Fig. 2. Risk-stratified early detection and prevention programmes as complex adaptive systems.

Various questions will define the risk-stratified programme, including which risk factors to include in risk assessments, what risk threshold to use for risk stratification, how many risk groups to have, when to do risk assessments, how often to screen and to whom screening should be offered, as well as which interventions should be used in individuals deemed to be at high risk. Decision-making regarding these questions will be influenced by the research evidence, the available resources, the health-care setting and societal values, preferences and social norms. The choices made in addressing each of these questions will determine whether the programme will be effective in reducing cancer-specific death and improving the benefit–harm balance of screening and be cost-effective, acceptable, accessible and feasible to implement. Dynamic interactions exist between each of these factors, and thus a change in one factor affects all others. Hence, the importance of a holistic, ‘systems thinking’ approach.

Fig. 3. Overview of personalized risk reduction and breast cancer prevention paradigms.

Various risk factors contribute to field defects in breast tissues that favour the development of breast cancer. The presence of such field defects can be assessed using biomarkers and/or imaging to guide personalized prevention strategies, the success of which can be monitored on an ongoing basis through intermediate surrogates (for example, reduction or resolution of the field defect) that reflect the ultimate goal of a decreased incidence of breast cancers with features indicative of a poor prognosis.

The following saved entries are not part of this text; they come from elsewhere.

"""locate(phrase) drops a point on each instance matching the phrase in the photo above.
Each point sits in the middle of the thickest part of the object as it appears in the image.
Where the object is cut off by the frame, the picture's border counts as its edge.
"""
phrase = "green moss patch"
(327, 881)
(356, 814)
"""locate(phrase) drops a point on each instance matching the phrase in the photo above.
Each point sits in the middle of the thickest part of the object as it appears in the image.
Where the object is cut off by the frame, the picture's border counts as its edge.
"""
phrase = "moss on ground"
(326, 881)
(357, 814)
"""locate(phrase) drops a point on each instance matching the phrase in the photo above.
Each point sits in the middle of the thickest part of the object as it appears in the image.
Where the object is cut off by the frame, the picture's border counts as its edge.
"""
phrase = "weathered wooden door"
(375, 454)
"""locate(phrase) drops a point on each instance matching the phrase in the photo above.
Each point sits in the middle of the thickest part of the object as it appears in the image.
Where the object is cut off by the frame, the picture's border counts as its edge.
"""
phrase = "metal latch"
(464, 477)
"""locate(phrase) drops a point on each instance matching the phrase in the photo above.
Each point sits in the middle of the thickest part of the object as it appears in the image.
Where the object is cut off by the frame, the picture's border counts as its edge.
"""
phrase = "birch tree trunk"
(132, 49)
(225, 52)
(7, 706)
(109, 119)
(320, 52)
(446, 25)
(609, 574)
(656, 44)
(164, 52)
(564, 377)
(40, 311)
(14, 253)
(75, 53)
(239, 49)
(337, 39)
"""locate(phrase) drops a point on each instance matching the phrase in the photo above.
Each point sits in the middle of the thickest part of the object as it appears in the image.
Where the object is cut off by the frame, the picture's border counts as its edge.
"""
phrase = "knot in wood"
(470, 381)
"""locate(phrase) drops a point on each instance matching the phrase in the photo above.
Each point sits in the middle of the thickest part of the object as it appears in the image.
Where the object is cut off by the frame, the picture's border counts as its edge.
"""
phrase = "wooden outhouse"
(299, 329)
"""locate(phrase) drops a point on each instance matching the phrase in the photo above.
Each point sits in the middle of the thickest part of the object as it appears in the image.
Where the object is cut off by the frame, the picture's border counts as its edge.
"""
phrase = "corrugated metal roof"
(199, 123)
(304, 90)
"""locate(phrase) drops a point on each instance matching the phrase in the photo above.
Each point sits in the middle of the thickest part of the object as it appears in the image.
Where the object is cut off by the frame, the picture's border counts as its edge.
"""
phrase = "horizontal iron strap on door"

Fig. 4. Implementation of risk-stratified early detection and prevention programmes in a learning health-care system.

The schematic illustrates the various multilevel interactions between the different components needed for the implementation of risk-stratified programmes for the early detection and prevention of cancer. The ultimate goal is an improvement in population health outcomes. To achieve this goal, the process has to be iterative within a learning health-care system.